Türkiye AB Karma İstişare Komitesi 24
Türkiye AB Karma İstişare Komitesi 24. Toplantısını 10 Nisan 2008 tarihinde İstanbul'da gerçekleştirdi. Kamu çalışanları adına toplantıya katılan Türkiye Kamu-Sen Avrupa Birliği temsilcilerinin Türkiye'nin iç meseleleri hakkında sarf ettiği ve yargıya müdahale niteliği taşıyan sözlerinden duyduğu rahatsızlığı dile getirdi. Türkiye Kamu-Sen Genel Başkanı Bircan Akyıldız'ın yaptığı konuşmayı saygısız bir üslupla kesen KİK. Avrupa kanadı eş başkanı Bryan Cassidy, Genel Başkan Bircan Akyıldız'ın konuşmasının gündemle ilgili olmadığını öne sürdü. Bunun üzerine Türkiye Kamu-Sen Genel Başkanı Bircan Akyıldız konuyu bir raporla Avrupa Ekonomik ve Sosyal Komitesi'ne sunacağını belirterek toplantıdan ayrıldı.
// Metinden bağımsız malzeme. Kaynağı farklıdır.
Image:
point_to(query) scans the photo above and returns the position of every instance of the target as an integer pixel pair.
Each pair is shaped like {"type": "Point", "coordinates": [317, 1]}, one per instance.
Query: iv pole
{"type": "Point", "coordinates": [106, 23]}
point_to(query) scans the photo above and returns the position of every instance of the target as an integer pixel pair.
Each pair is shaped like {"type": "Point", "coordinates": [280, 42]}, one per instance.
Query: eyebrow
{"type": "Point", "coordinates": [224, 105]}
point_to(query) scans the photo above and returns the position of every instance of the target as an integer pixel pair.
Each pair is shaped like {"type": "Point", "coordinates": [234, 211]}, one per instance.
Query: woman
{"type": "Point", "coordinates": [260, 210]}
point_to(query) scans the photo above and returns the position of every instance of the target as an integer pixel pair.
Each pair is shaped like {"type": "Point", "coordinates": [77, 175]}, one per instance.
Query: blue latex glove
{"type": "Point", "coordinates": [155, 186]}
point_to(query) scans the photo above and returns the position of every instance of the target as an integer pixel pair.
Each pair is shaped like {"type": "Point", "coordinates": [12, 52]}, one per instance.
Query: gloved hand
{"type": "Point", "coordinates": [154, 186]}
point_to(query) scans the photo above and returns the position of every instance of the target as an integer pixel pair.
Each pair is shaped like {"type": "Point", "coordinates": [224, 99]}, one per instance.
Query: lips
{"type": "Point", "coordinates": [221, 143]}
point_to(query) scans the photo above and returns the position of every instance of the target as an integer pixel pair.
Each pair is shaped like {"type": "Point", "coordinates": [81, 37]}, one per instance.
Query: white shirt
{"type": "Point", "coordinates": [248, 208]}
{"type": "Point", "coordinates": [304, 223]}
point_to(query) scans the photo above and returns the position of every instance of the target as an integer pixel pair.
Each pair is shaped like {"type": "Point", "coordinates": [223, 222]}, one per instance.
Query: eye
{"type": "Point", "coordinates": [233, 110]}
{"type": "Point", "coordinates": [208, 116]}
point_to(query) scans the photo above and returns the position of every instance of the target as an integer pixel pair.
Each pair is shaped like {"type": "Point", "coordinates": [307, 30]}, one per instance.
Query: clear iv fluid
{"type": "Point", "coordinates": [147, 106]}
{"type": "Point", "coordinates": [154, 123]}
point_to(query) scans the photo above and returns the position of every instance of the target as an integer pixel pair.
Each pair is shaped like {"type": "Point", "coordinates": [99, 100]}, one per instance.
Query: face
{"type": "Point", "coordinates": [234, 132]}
24. dönem KİK. Toplansında kamu çalışanlarını temsil eden tek sivil toplum kuruluşu olan Türkiye Kamu-Sen'in Genel Başkanı Bircan Akyıldız burada yaptığı konuşmada Avrupa Komisyonu Genişlemeden Sorumlu Üyesi Olli Rehn ve AB Komisyonu Başkanı Barroso'nun AKP'nin kapatılma davası başta olmak üzere Türkiye'nin iç meselelerini ilgilendiren konularda yargıya müdahale edici sözlerinden konfederasyon olarak rahatsız olduklarını belirtti. Konuşmasının hemen başında, gündemle alakası olmadığı gerekçesiyle KİK Avrupa Kanadı Eş Başkanı Bryan Cassidy, tarafından sözü kesilen Akyıldız, toplantıyı terk ederek tepkisini gösterdi. Bunun ardından oturuma kısa bir ara verildi.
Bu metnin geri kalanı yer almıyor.